Pour apaiser les investisseurs, la firme de Los Gatos a déjà annoncé une évolution radicale de son modèle, avec deux inflexions majeures dans sa stratégie. Elle va commencer à sévir contre les abonnés qui partagent leur mot de passe - les comptes des 222 millions d'abonnés actuels sont également utilisés par plus de 100 millions d'autres foyers, a-t-elle admis.

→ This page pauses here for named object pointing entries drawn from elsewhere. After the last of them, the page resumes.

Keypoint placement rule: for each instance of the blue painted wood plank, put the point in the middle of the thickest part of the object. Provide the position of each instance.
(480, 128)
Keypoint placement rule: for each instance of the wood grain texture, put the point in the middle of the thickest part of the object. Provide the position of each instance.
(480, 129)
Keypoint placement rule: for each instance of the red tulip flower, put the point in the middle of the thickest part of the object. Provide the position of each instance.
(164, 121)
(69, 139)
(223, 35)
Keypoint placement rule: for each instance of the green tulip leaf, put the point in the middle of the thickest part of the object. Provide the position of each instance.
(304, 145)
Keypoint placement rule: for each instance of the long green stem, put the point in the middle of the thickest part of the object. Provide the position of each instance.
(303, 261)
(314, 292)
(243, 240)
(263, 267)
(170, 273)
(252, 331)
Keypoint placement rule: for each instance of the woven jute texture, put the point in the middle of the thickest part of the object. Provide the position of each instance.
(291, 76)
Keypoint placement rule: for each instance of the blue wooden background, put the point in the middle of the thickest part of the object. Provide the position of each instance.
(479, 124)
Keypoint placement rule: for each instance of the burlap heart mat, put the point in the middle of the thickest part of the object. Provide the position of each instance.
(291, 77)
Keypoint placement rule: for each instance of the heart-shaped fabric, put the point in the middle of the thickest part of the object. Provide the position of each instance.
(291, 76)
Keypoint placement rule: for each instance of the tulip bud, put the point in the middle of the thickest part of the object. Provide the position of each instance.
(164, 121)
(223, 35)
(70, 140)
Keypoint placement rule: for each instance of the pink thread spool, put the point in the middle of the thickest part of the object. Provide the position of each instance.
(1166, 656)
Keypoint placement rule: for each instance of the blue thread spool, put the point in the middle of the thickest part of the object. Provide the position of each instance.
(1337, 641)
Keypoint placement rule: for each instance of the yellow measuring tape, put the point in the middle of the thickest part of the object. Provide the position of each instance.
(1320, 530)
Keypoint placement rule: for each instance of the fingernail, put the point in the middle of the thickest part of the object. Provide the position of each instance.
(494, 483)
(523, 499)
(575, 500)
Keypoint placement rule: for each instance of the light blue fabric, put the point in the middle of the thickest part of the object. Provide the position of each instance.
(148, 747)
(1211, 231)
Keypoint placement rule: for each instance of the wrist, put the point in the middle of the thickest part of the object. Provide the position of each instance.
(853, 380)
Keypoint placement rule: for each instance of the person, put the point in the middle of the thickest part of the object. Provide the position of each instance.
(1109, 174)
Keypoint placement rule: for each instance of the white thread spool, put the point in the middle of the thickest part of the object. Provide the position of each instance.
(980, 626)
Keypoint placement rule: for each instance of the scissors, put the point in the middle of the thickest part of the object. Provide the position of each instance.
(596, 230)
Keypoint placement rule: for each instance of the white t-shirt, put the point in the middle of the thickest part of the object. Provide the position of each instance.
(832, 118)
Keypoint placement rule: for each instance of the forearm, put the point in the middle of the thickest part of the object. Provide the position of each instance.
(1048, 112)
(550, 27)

Surtout, son codirecteur général et fondateur Reed Hastings n’exclut plus d’introduire, d’ici deux ans, une formule d’abonnement moins chère incluant de la publicité. Un changement radical – retournement de veste obligé ? – pour Netflix, un des inventeurs du modèle de la vidéo à la demande sur abonnement (SVoD), qui excluait jusque là toute publicité. «Il est clair que ça marche pour Hulu. Disney le fait. HBO y est déjà», a précisé Reed Hastings mardi lors d’une conférence téléphonique. «Ceux qui ont suivi Netflix savent que j’ai toujours été opposé à la complexité de la publicité, et très fan de la simplicité de l’abonnement. Mais je suis encore plus fan du choix du consommateur, et de proposer ce qu’ils veulent à ceux qui attendent un prix plus réduit tout en étant tolérants envers la publicité», a-t-il argumenté.

Les rivaux de Netflix ont déjà des versions basées sur la publicité ou en envisagent une. HBO Max propose un abonnement financé par la publicité, et Disney+ l’a récemment annoncé.

Du côté des marchés, on se dirige vers le pire jour pour Netflix à Wall Street depuis une décennie si les pertes se maintiennent. Car la Bourse remet désormais en question les capacités de croissance du streamer. L’action perdait plus de 37%, à 219 dollars mercredi peu après l’ouverture, et a clôturé en baisse de 35,16%. Un recul à comparer aux 27% perdus dans les échanges post-clôture mardi soir. Netflix a entraîné dans son sillage d'autres entreprises liées au streaming, comme Walt Disney, qui clôturait mercredi en baisse de 5,56%, Roku (-6,22%), et Warner Bros Discovery (-6,12%).

Objectifs de cours dégradés
par les analystes

Le cours de l'action Netflix dégringole de 60% depuis le début de l’année. La chute a déjà effacé les gains cumulés au cours des deux dernières années, lorsque Netflix avait profité à plein de l'effet confinement liés à la pandémie de Covid-19. Résultat : depuis 24 heures, au moins une dizaine d'analystes se sont précipités pour tempérer leur point de vue sur un titre qui a été très performant au cours des dernières années.

Piper Sandler a déjà abaissé sa recommandation à «neutre». JPMorgan a réduit de moitié son objectif de cours à 305 dollars – bien en-deçà de l'objectif médian de Wall Street de 400 dollars. «La visibilité à court terme est limitée … et il n'y a pas grand-chose d'excitant au cours des prochains mois», a déclaré Doug Anmuth, analyste chez JPMorgan. Il a aussi réduit de moitié son estimation des ajouts nets d'abonnés pour 2022 à 8 millions.

UBS a dégradé sa recommandation sur Netflix, d'«achat» à «neutre» avec un objectif de cours réduit de 575 à 355 dollars. Dans une note de recherche, le broker dit désormais voir «une entreprise en cours de transition», évoquant «la concurrence, l'environnement macroéconomique et la saturation du marché [qui] génèrent un manque de visibilité». Chez Wells Fargo, passé de «surpondérer» à «pondérer en ligne» sur le titre, l'objectif de cours a été divisé par deux, soit de 600 à 300 dollars. La banque estime que la perte d'abonnés conjuguée à la nécessité de réaliser de nouveaux investissements en vue de relancer l'activité pourrait asséner un coup fatal au géant du streaming.

Certes, Netflix reste rentable, et leader du jeune secteur du streaming vidéo. Mais lui n’a pas les poches aussi profondes qu’Amazon et Apple. Qui, eux, peuvent diffuser à perte.